Efforts Dooley Noted

Silver Lining

A lot of people have the wrong idea about women's ice hockey. Who knows where they pick it up, but they picture some sort of roller-derby-revised, an "unladylide" pseudo-sport. "Most people are really surprised when I tell them I play hockey," says Firkins Reed, co-captain of Harvard's women's team. "Some are intrigued, but others think it's awful and the sport ought to be abolished. 'Women don't play football,' they say."


But if you've been among the gradually growing crowds at the Crimson's games this year, you know the women play a fast and clean version of hockey. Coach John Dooley's players may never make the Montreal Canadiens, but this season they've been skating and headmanning the puck past most of their opponents while setting a 6-5 record, the best midyear mark in the team's short history.

The pace of the women's game is not quite that of the men's but Coach Dooley has done a strong job of drilling skating and passing skills into his squad--part of the reason his first season may end up as the team's first winning year.

But as the five losses make clear, it hasn't been all smooth sailing for the Crimson.
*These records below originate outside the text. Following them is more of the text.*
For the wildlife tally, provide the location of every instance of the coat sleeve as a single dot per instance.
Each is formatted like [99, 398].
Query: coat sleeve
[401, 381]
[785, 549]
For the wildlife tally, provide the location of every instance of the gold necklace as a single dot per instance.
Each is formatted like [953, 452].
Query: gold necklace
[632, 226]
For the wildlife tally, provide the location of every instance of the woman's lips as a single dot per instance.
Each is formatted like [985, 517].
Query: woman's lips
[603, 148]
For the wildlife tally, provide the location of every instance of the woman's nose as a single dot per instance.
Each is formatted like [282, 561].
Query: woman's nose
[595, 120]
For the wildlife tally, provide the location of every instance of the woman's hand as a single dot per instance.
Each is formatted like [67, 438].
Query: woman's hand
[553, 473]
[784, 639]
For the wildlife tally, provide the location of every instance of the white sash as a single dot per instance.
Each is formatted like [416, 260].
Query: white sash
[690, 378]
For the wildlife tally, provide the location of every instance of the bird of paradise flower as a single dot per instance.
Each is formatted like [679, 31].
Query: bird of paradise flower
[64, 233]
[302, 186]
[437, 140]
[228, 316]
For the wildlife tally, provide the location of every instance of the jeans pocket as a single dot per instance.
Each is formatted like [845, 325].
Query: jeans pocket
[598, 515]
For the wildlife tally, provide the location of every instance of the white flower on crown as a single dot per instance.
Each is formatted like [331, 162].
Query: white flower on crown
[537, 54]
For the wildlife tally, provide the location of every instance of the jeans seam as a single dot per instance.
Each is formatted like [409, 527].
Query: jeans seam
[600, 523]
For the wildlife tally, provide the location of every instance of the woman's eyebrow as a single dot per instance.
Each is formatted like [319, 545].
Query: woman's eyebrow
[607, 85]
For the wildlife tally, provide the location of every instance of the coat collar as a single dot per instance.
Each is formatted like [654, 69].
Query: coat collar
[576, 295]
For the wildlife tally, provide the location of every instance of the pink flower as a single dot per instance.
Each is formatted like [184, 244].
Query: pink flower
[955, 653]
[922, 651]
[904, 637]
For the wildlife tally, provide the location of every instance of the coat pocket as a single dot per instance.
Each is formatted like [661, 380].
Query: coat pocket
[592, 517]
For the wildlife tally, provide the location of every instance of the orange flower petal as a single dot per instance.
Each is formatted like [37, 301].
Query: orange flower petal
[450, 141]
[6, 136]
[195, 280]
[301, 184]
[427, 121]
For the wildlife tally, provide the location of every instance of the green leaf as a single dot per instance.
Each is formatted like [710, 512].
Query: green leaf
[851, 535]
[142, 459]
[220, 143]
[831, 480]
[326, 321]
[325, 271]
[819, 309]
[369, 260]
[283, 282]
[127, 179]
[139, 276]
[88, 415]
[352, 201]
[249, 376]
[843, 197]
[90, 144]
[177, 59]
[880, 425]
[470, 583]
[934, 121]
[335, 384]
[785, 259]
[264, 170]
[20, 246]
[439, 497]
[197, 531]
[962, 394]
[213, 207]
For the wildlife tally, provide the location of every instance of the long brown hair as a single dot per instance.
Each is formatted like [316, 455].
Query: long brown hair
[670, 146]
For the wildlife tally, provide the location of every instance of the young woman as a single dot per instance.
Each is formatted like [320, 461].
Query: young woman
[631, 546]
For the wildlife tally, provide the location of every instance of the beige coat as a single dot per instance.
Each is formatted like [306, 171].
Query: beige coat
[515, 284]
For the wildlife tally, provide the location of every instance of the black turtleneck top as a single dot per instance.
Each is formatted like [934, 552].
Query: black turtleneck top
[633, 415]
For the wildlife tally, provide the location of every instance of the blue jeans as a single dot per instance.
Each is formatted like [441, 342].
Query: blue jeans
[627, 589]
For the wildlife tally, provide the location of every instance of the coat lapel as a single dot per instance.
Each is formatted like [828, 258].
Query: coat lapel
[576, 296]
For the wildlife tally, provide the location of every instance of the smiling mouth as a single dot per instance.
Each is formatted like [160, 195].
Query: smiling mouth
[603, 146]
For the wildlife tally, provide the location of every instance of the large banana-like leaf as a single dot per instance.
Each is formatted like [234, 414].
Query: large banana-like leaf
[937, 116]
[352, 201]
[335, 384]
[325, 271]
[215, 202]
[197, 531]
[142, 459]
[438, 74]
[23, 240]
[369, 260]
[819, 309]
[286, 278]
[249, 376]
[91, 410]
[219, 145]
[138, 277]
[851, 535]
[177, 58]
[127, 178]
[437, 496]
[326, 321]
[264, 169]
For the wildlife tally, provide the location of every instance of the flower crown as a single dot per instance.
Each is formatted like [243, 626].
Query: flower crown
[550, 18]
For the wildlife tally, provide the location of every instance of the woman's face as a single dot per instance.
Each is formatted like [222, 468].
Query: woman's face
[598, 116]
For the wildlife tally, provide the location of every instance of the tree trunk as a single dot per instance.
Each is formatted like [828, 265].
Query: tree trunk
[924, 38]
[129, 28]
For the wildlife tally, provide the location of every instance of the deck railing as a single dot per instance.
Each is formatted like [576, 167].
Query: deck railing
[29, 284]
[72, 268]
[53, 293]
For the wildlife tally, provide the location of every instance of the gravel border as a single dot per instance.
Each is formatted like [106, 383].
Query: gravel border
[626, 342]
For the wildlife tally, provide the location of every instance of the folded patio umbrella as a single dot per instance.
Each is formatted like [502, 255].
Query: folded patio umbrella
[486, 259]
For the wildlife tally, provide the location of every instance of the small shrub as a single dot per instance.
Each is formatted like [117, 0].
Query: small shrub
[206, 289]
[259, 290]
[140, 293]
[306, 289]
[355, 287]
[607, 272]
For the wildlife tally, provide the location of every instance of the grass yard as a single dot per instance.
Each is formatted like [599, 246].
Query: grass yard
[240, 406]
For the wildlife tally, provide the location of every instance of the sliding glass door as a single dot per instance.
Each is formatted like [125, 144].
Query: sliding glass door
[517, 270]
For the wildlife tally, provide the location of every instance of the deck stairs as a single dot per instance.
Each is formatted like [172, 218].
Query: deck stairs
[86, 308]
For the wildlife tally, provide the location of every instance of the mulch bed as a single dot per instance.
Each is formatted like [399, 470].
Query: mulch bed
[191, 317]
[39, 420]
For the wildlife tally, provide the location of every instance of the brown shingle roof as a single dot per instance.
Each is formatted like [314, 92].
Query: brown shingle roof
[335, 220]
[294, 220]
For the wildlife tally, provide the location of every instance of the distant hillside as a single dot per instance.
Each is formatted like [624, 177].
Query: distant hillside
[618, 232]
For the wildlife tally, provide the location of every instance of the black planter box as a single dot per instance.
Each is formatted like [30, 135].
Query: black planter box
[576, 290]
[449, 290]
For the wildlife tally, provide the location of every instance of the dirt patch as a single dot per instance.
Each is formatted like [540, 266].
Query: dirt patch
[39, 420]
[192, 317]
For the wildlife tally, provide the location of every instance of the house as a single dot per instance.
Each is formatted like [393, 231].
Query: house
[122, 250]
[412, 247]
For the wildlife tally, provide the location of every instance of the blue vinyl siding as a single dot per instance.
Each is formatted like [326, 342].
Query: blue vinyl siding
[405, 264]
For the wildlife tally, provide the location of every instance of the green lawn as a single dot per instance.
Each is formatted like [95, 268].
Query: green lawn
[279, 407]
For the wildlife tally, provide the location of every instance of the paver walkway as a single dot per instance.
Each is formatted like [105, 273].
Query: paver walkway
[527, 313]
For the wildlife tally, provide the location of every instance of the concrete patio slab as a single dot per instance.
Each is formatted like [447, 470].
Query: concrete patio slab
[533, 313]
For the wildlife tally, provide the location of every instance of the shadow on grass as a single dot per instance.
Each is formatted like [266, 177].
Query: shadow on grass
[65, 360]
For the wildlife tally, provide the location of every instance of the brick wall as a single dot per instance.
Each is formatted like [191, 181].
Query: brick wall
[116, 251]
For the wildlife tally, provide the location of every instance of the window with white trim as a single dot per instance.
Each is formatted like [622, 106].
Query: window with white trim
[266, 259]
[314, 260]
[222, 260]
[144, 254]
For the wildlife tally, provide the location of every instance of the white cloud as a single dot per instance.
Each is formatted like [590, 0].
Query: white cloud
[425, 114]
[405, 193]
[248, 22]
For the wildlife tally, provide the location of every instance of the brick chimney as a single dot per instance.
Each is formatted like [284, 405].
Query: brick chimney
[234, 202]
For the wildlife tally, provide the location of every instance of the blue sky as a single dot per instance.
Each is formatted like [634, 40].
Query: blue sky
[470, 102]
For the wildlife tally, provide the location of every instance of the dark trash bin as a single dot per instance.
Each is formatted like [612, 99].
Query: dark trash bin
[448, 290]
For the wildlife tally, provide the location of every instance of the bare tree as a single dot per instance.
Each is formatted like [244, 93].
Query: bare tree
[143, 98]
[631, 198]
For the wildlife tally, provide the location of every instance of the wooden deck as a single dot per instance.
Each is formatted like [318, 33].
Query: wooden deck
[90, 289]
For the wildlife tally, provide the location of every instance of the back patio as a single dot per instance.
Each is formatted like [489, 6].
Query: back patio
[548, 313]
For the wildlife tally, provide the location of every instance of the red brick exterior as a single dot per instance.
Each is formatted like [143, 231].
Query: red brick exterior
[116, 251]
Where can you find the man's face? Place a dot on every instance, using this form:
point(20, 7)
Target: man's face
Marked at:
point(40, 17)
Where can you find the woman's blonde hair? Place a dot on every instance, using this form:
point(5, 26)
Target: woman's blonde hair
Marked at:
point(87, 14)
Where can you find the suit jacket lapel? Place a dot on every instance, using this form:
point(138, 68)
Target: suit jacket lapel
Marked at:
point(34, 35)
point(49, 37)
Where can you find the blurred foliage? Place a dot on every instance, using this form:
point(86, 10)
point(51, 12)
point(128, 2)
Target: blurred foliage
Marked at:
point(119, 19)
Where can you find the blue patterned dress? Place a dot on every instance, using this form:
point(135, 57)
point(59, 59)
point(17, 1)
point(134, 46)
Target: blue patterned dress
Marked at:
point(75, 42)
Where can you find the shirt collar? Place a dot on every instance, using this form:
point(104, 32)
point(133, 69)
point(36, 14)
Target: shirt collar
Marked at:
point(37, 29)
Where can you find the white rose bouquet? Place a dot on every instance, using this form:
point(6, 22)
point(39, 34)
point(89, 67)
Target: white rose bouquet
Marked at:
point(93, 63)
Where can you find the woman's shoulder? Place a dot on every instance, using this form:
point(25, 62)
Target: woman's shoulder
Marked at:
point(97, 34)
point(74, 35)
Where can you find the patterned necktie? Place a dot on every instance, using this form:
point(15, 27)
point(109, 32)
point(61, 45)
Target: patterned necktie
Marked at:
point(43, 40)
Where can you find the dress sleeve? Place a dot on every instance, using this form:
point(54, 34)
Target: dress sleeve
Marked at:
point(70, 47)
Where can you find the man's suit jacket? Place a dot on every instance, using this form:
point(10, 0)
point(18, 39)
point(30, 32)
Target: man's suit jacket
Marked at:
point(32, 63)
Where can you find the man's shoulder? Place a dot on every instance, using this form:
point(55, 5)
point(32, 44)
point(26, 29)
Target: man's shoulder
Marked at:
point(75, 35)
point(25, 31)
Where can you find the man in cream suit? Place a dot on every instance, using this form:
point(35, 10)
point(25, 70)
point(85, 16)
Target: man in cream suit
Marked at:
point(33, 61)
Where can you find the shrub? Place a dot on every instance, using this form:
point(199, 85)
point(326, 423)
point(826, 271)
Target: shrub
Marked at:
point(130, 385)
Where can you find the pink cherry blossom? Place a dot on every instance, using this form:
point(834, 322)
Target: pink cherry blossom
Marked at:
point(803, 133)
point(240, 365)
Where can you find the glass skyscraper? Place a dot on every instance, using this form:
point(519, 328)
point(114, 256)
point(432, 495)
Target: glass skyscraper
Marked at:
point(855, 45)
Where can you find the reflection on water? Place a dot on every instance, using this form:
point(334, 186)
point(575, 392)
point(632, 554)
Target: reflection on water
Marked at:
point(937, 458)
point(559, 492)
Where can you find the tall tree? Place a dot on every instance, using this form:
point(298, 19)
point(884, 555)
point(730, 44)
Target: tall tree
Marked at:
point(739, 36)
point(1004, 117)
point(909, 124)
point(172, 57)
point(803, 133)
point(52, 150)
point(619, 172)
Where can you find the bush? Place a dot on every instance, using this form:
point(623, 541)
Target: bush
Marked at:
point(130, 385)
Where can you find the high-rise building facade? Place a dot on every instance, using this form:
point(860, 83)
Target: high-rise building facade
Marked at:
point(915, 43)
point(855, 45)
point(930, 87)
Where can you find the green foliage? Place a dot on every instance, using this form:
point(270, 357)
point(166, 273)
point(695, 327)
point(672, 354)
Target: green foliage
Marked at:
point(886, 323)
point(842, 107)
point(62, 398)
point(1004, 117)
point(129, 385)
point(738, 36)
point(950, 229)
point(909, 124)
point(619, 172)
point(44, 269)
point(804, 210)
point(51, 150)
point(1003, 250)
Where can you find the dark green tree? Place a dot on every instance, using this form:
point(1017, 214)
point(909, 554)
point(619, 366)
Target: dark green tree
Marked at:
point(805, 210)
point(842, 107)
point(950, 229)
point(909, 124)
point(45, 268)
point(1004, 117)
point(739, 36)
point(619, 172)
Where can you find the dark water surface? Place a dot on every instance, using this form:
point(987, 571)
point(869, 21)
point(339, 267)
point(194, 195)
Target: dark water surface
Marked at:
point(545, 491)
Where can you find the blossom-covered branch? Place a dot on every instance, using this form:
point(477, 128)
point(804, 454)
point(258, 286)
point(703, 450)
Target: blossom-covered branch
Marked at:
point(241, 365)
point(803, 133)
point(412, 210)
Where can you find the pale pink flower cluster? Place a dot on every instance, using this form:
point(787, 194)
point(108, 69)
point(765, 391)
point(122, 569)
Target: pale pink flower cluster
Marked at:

The team has had chronic difficulties curiously similar to those of the men's team: great passing and playmaking, but weak or not enough shooting. (Maybe the similarities come from the two coaches' watching each other on opposing teams in the late 1950s, when men's coach Billy Cleary played varsity at Harvard, and Dooley played for B.U.: more on that in another column.)


You can spot the problem through the stats of the scoring leaders whose goal-totals are well behind their assists, like co-captain Reed (four goals and seven assists, for 11 points), co-captain Julie Start (1-6-7) and Alex Light-foot (0-5-5), Wingers Liz Ward (6-5-11) and Jennifer White (6-4-10) are rapidly picking up the scoring touch. Dianne Hurley (8-10-18) is the only one who seems to have it down pat.

It sheds no bad light on Cheryl Tate, who has played well all season, to note that opposing netminders' save percentages have been consistently higher than Harvard's they've to face few hard slapshots or wristers.

With that in mind, Dooley is planning a complete revision of his lines, hoping to pair up his scorers and his playmakers, as the Crimson starts the second half of its season tonight against Wesleyan.

A Closer Match

Looming ahead for Harvard is a heavy Ivy League schedule: games against Yale and Dartmouth, and the League tournament at the end of February.

And in case you want to catch any of the action (you knew this was coming, didn't you) the Crimson will skate at the Bright Center Feb. 10 against the Big Green. Be there, sports.